Make sure to check out my recipe on Food52, and if you too intentionally find yourself up to your ears in tahini, give this fish a go. It’s just the kind of guilt-free dish that you can eat your body weight in if, say, you wind up ravenous and insatiable after a wacky reality TV show.
There are so many wonderful variations to this dish. I’ve made them with halved cherry tomatoes in addition to or instead of the zucchini. It’s a great one-packet meal served alongside crusty bread. Quinoa Tabouli is also an excellent side dish. Spoon some directly into the packets so the grains soak up the sauce, and eat away.
- 2 lemons
- 1/3 cup tahini paste, homemade or store bought
- 4 thyme sprigs
- 1 large shallot, thinly sliced
- 1 cup diced zucchini (from 1 small)
- 1 pint cherry tomatoes, halved (optional)
- 2 tablespoons parsley leaves (optional)
- Two 6-ounce skinless halibut fillets (or any semi-firm white fish – cod, hake, or haddock)
- parchment paper
- Preheat the oven to 400 degrees F.
- Thinly slice one of the lemons into 8 or so rounds and set aside.

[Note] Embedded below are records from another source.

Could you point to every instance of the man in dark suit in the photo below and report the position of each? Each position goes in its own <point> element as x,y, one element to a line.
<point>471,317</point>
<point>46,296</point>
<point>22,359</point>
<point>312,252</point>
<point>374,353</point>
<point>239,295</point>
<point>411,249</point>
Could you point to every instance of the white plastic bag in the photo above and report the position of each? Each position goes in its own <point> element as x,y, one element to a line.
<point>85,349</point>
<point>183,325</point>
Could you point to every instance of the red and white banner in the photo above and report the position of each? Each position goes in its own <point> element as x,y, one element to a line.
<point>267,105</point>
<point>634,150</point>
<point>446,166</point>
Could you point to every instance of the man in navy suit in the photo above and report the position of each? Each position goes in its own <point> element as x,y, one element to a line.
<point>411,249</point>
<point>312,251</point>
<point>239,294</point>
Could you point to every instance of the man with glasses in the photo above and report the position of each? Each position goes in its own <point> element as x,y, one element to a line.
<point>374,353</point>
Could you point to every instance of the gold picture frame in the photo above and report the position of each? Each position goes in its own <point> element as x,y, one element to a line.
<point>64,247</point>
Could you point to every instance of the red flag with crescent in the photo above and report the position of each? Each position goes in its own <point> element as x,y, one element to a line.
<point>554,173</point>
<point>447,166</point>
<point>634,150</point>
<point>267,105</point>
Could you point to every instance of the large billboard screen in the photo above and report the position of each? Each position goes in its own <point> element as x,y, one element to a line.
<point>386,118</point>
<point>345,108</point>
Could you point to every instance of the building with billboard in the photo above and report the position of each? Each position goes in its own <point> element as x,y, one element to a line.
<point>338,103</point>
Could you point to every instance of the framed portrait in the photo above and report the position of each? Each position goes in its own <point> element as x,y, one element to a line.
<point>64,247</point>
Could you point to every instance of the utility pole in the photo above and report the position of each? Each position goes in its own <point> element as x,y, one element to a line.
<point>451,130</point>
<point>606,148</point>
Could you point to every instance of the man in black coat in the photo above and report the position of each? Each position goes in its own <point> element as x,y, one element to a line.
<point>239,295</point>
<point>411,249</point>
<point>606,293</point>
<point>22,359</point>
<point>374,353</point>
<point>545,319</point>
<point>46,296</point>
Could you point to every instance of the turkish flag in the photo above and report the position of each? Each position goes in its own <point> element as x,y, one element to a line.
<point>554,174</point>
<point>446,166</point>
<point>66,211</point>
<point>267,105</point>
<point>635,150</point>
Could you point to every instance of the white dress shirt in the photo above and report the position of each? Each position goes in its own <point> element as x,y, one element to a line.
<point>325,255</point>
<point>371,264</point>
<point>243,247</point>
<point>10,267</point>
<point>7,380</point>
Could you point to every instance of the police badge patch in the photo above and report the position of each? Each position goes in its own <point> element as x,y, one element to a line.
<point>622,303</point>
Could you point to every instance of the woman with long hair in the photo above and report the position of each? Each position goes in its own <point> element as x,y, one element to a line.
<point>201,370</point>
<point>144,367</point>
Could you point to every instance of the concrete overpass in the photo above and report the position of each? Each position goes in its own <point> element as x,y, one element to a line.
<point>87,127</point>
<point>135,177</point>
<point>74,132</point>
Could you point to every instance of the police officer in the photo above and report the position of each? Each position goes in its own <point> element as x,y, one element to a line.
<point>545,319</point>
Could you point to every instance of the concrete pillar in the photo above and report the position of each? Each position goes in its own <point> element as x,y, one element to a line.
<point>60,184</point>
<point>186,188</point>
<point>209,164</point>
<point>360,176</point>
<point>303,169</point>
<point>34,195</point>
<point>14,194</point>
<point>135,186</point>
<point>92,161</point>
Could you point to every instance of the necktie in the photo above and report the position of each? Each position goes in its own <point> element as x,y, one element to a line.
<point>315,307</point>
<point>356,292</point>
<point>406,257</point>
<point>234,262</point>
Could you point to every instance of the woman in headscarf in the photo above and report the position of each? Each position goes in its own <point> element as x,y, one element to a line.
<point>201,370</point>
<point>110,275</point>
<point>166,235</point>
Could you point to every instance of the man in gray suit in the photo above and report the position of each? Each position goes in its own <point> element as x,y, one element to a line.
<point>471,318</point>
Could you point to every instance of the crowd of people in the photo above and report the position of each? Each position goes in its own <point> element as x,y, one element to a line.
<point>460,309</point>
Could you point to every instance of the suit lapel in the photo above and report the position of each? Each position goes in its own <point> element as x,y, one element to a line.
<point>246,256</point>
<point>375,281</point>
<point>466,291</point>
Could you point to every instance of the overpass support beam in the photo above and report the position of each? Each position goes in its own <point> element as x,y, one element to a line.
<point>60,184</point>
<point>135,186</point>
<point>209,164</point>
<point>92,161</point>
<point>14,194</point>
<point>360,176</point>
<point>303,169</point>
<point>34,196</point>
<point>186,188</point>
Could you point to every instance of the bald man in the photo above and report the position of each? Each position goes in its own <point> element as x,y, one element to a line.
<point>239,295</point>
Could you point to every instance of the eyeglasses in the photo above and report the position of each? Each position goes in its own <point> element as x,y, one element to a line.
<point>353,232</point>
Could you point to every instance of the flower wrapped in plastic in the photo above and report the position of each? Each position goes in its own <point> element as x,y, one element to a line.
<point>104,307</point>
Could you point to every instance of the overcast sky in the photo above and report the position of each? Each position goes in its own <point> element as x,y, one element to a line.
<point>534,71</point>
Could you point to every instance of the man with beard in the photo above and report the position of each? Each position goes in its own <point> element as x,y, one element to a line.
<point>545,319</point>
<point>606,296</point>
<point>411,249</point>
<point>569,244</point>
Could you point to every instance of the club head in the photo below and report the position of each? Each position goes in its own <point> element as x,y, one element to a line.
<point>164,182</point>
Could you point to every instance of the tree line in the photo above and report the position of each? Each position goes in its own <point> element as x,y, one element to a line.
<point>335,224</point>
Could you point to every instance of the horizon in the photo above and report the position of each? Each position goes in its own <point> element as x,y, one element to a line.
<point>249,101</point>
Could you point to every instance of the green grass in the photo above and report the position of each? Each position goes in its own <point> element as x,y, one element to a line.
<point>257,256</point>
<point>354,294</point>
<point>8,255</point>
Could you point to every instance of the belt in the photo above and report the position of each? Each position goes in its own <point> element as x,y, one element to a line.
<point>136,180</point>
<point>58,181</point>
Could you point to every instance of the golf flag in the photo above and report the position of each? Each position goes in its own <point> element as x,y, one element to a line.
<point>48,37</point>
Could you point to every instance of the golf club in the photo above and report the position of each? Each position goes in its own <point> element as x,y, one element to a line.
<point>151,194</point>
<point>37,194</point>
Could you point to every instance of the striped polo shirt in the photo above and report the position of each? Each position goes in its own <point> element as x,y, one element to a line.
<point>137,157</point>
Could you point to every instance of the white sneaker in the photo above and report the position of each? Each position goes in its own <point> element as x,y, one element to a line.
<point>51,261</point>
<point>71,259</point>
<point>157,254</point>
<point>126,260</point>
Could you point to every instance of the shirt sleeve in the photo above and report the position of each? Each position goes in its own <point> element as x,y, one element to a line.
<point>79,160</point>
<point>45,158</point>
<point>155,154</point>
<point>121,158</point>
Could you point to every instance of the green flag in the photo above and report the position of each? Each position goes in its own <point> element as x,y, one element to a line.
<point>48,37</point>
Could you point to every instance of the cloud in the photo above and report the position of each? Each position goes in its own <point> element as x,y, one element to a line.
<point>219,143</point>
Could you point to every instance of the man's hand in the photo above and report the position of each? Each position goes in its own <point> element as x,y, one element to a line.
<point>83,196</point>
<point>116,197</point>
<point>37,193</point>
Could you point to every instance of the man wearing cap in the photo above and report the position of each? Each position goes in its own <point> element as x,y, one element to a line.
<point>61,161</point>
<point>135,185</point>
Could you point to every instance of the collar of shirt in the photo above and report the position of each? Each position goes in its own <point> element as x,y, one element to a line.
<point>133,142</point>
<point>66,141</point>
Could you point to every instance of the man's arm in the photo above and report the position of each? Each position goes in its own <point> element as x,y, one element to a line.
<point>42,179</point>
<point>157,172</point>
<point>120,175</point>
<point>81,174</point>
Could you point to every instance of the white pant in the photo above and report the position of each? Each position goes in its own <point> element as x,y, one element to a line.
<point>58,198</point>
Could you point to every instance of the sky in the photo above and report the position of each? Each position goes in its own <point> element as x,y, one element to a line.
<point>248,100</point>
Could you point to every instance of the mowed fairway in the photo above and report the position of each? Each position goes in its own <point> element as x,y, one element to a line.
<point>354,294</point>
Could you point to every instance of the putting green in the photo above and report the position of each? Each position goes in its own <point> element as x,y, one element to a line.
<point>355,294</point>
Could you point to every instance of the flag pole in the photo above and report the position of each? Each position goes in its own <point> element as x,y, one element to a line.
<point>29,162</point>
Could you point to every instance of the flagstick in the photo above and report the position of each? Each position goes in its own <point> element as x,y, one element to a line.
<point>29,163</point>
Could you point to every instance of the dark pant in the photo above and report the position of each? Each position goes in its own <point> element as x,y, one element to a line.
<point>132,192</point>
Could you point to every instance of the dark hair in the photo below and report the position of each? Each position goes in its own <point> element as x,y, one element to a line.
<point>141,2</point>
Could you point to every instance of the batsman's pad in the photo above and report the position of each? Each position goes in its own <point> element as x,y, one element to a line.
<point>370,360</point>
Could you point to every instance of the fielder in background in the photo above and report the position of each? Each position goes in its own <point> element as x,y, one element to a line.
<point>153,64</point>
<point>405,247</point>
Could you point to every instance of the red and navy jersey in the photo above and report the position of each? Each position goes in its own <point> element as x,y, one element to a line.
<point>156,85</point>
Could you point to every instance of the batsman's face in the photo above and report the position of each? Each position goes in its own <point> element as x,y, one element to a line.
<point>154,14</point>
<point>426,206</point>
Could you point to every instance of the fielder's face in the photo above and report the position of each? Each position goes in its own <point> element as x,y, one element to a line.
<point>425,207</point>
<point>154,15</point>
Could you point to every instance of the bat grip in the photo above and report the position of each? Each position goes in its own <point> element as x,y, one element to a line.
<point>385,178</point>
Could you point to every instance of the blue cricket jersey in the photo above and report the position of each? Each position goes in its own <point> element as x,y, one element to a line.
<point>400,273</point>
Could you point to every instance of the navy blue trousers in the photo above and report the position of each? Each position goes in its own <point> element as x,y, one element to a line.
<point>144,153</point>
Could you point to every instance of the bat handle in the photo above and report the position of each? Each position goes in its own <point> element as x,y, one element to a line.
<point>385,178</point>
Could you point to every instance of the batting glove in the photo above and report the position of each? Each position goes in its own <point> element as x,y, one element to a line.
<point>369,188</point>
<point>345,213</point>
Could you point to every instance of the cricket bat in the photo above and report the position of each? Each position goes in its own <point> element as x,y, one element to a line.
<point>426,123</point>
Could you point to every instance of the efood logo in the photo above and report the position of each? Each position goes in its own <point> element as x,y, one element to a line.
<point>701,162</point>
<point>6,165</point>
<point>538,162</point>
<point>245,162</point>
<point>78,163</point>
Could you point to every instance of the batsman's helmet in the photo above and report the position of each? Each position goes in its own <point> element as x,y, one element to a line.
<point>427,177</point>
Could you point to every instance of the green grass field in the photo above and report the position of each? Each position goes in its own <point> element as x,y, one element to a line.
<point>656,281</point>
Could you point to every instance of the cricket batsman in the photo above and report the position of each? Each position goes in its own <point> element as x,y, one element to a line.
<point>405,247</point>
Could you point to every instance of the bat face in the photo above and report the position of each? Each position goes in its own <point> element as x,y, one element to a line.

- Combine the juice from the remaining lemon with the tahini in a small mixing bowl. The mixture will seize up almost immediately into a thick paste. Add 1/3 cup water and whisk until smooth, adding more water until the sauce is the consistency of ranch dressing. Season to taste with salt.
- Place two 15×12 inch sheets of parchment paper on a rimmed baking sheet. Fold each sheet in half lengthwise, then reopen the paper.
- Arrange the lemon slices on one side of each of the sheets. Top with two thyme sprigs, followed by the fish fillets. Scatter the shallot, zucchini, and cherry tomatoes (if using) around the fish. Season everything generously with salt and pepper, and drizzle with olive oil.
- Fold the parchment over the fish and crimp the edges like a pie crust until the packets are tightly sealed.
- Bake in the oven for 10 minutes, until the fish is flaky and cooked through. Allow to cool for a few minutes before opening, then serve immediately directly in the packets. Garnish with fresh parsley and top with the lemon-tahini sauce.